The search for improved fuel efficiency and higher thrust in the 1950s drove manufacturers to study a new form of engine that divided the flow into a bypass stream and a core stream. The Rolls-Royce Conway was the first bypass engine to enter service on the Boeing 707 in 1960, but it was Pratt & Whitney’s JT3D (pictured) that had the most success. General Electric produced the CJ805-23B, the first U.S. turbofan, by adding a fan stage to the aft section of a derivative of the military J79 engine, but this enjoyed only limited success; it was installed only on the Convair 990.

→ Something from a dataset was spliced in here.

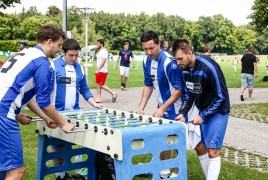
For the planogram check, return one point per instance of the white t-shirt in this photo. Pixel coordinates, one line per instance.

Turboprops and Turboshafts

Turboprops harness the energy of the exhaust stream of the gas turbine and convert it into shaft power either by a gearbox attached directly to the compressor, or by a separate free turbine driving a co-axial shaft into a reduction gearbox. A turboshaft is similar to a turboprop but provides power to a transmission unit connected to a rotor rather than a propeller. Notable turboprop successes include engine such as this Rolls-Royce Dart.

High Bypass Turbofans

Credit: GE Aviation

Originally driven by military requirements in the 1960s, the development of high bypass ratio turbofans led to the birth of the modern era of jet transports. As the ratio increased of airflow passing around the core, rather than through it, the amount of thrust generated by the low-pressure fan system increased relative to that produced by the core jet flow. This improved the propulsive efficiency, and significantly reduced both noise and fuel burn. The largest turbofan yet produced, GE Aviation’s GE9X – developed for the yet-to-enter-service Boeing 777X, has a 134-in. diameter fan and generated a record 134,000 lb. thrust in tests. The engine has a 10% lower specific fuel consumption than its predecessor, the GE90-115B.

High-Bypass Geared Turbofan

Credit: Pratt & Whitney/AW&ST

Pratt & Whitney has developed a family of geared turbofans that link the low-pressure turbine and fan via a gear system. The concept, which was previously successfully tried on lower-thrust engines such as the Honeywell TFE731 and LF502 families, enables the engine to be more efficient by allowing the fan to run more slowly and the low-pressure compressor and turbine to run faster.

The PW1100G member of Pratt’s PW1000G geared fan family has become popular on the Airbus A320neo while other variants now power the A220, Embraer’s E-Jet E2 series and the Irkut MC-21. The PW1100G is at least 16% more fuel efficient than the conventional V2500 turbofan it replaced on the A320. Rolls-Royce has also adopted the geared concept for its new UltraFan engine family now in development for applications between 25,000 lb. and 100,000 lb.-thrust plus. The first UltraFan demonstrator will run in early 2022.

Hybrid-Electric and Hydrogen Power

As aviation inches toward meeting commitments of reaching net zero carbon emissions by 2050, more manufacturers are investing in technology for hybrid electric and hydrogen powered aircraft. Although the initial focus for all-electric power is the short range, small urban and advanced air mobility markets, the higher power requirements of regional and single aisle aircraft is driving research into larger hybrid-electric propulsion. Much of this work is based on the development and test of megawatt class generators for airborne applications working in conjunction with modified gas turbines or, in some cases electric motors and hydrogen fuel-cell propulsion systems.